Former Valley State Prison for Women inmate Kimberly Jeffrey spends time with her son Noel, 3, at their San Francisco home. During her imprisonment in 2010, Jeffrey says a doctor pressured her to agree to be sterilized while she was sedated and strapped to a surgical table for a C-section. She refused.
Credit: Noah Berger/For The Center for Investigative Reporting
Yet, Kimberly Jeffrey says she was pressured by a doctor while sedated and strapped to a surgical table for a C-section in 2010, during a stint at Valley State for a parole violation. Jeffrey, 43, was horrified, she said, and resisted.
“He said, ‘So we’re going to be doing this tubal ligation, right?’ ” Jeffrey said. “I’m like, ‘Tubal ligation? What are you talking about? I don’t want any procedure. I just want to have my baby.’ I went into a straight panic.”
Jeffrey provided copies of her official prison and hospital medical files to CIR. Those records show Jeffrey rejected a tubal ligation offer during a December 2009 prenatal checkup at Heinrich’s office. A medical report from Jeffrey’s C-section a month later noted that she again refused a tubal ligation request made after she arrived at Madera Community Hospital.

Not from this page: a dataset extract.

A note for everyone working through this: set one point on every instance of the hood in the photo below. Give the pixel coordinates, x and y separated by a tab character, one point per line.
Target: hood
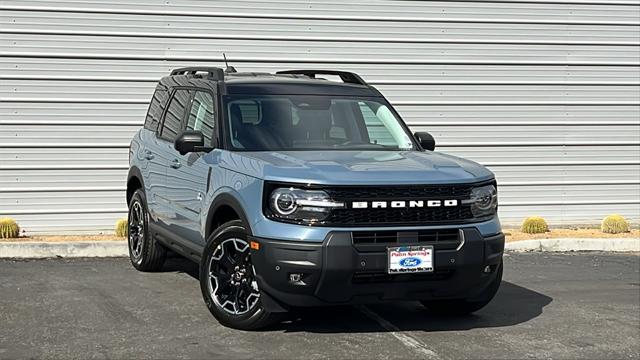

At no time did anyone explain to her any medical justifications for tubal ligation, Jeffrey said.
That experience still haunts Jeffrey, who lives in San Francisco with her 3-year-old son, Noel. She speaks to groups seeking to improve conditions for female prisoners and has lobbied legislators in Sacramento. Jeffrey recently completed her ACT college-entrance test and hopes to pursue a degree at San Francisco State University.
“Being treated like I was less than human produced in me a despair,” she said.
State prison officials “are the real repeat offenders,” Jeffrey added. “They repeatedly offended me by denying me my right to dignity and humanity.”
Heinrich considers the questions raised about his medical care unfair and said he is suspicious about the women’s motives. Heinrich insists he worked hard to give inmates high-quality medical treatment, adding that hundreds of appreciative prisoners could vouch for that.
“They all wanted it done,” he said of the sterilizations. “If they come a year or two later saying, ‘Somebody forced me to have this done,’ that’s a lie. That’s somebody looking for the state to give them a handout.
“My guess is that the only reason you do that is not because you feel wronged, but that you want to stay on the state’s dole somehow.”